THERE IS AN inexplicable poetry in the sound of pre-dawn garbage trucks and the noises they explode onto the sidewalks. This is what Emil thinks to himself immediately, eyes still heavy with sleep. An unrecognizable voice from within — perhaps that of a made-up interviewer or journalist — asks him to elaborate on that idea. He cannot. The rattling of trash can lids sputter and spin like tops in a schoolyard, discarded with hasty abandon like the refuse they contain. The sounds reverberate upward like rising steam. By its crescendo, Emil is finally out of bed.
In the kitchen of their 1-bedroom apartment, the air is crisp but cozy. The radiator will clink with fresh steam shortly, but not just yet. A sticky note above the espresso machine reads:
I’ll call you when I land. Let’s get coffee.
Emil smirks and rubs the sleep from his eyes. With the other hand he turns the machine on. It whirs to life as Emil walks to the front door to grab the morning paper. He holds the weighty, chakly mound against an open palm and listlessly scans the front page, but the darkness of the hallway makes it hard to make anything out. He returns inside, slides the paper onto the coffee table, and returns to the coffee machine, now on standby.

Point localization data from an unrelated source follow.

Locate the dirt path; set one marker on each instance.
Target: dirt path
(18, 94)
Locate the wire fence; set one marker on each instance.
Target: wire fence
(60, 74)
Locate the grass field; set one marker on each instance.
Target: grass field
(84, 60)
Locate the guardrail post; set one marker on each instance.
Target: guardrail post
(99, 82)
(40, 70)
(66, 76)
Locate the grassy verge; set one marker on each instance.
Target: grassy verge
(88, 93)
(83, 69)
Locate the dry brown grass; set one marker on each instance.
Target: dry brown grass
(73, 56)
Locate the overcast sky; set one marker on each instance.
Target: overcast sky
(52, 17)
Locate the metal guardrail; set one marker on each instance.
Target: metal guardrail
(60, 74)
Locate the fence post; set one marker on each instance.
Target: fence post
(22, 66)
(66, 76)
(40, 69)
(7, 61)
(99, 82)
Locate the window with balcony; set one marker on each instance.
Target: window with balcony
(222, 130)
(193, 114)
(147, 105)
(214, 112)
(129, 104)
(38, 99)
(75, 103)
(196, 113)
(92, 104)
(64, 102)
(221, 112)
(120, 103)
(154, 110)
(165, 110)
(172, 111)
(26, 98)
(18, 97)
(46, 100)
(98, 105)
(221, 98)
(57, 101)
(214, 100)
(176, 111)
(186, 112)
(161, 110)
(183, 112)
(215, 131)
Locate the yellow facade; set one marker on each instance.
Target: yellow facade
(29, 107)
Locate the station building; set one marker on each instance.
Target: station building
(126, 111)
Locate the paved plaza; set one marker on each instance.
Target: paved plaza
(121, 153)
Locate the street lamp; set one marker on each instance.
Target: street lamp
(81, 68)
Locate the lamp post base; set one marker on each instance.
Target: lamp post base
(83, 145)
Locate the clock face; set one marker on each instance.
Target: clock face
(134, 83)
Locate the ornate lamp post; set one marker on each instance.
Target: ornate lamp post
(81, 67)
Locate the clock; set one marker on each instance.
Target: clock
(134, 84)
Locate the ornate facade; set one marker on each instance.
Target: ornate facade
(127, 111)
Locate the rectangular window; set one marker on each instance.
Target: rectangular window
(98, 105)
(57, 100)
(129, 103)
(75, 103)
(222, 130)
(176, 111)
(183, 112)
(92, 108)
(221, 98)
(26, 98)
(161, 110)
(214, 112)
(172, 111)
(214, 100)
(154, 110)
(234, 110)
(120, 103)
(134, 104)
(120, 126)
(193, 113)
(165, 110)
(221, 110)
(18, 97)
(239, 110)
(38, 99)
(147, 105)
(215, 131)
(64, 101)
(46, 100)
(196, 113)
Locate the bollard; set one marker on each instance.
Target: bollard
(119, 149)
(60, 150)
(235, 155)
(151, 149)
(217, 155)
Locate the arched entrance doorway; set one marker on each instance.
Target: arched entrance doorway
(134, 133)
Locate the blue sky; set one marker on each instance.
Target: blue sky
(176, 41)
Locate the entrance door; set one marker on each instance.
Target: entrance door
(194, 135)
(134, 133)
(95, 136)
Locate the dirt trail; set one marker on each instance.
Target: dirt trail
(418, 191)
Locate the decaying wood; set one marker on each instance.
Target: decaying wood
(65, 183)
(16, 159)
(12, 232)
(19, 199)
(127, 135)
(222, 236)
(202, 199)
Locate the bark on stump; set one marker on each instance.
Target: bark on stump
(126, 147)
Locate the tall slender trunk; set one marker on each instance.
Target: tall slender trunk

—It was Jesse who had started this ritual, except Emil was always the one traveling, dialing in from some airport terminal or hotel room—
Emil grabs his favorite mug and relishes the cold ceramic during its trip from the cupboard to under the spout. It’s a dark green color with a faded white New York City Parks Department emblem wrapping around its circumference. Where he got this particular mug and why it’s his favorite, he cannot say. A few button presses later and he’s transported to the couch. He checks his phone for texts, but his screen is bare, except for the clock: 6:12 AM. The garbage men outside are long gone. Now the outside world is quiet and still. The inside world is just as tranquil, save for the languid trail of steam dancing from the coffee mug.
It was Jesse who had started this ritual, except Emil was always the one traveling, dialing in from some airport terminal or hotel room. Now it was Emil’s turn to wake up early on a weekday, just to be the first person to say good morning.
Just then, his laptop wakes up. An incoming call from Jesse illuminates the room and splashes a warm glow on Emil’s tired face. He reaches for his steaming cup, places it in his lap, and answers the video call. “Wakey wakey!” Jesse booms. His voice reverberates through, with lagging pixels in its wake. After a few seconds, his five o’ clock shadow comes into full focus. “Not so easy, is it?”
Emil sticks out his tongue like a petulant school child. His voice breaks like dawn. “Not at all, but I have a whole new outlook on life. I should get up at 6 every day. I can read the whole paper, cover to cover. I can run 5 miles and work on my paintings.” They both laugh. Jesse is sitting in a bright hotel room. “I’m so happy for you. I should go away on business more often, if that means you get more painting done.” He picks up his paper cup and motions it toward the screen. Cheers.
Emil smirks and sips from his mug. “How’s the coffee?”
“Not bad.” He says. “Not as good as home.” They both take sips.
For the next twenty-five minutes or so Emil and Jesse share their respective agendas for the day. Jesse is going to shower, leave his hotel, and drive into the most urban part of an otherwise totally suburban city, the name of which Emil keeps confusing for another and Jesse keeps correcting. He’ll present to a room full of people with colorful graphs and grab lunch with coworkers who also took a flight for a week’s worth of presentations in a city across the country. For his part, Emil will tell Jesse that he’ll finish up a painting he worked on until past midnight the evening before. Whether he’ll end up doing that remains to be seen. He’ll meet up with friends, feed the cat, do some laundry, and respond to some emails from — as Jesse puts it — “VIPs in the art world,” but it’s just people Emil’s agent has connected him with.
Their days will start in just a few moments. For now, while the sun is still rising in Emil’s part of the country (and the sun only finished rising in Jesse’s), there is a cherrishible freeze on the passing of time.
Suddenly, Emil’s tranquil bubble is broken by the returning clang of garbage bins. He clues Jesse in: “The garbage collectors woke me up before my alarm could. They seem to be in a mood with all that noise.”
Jesse laughs. “Maybe you should offer them some coffee.”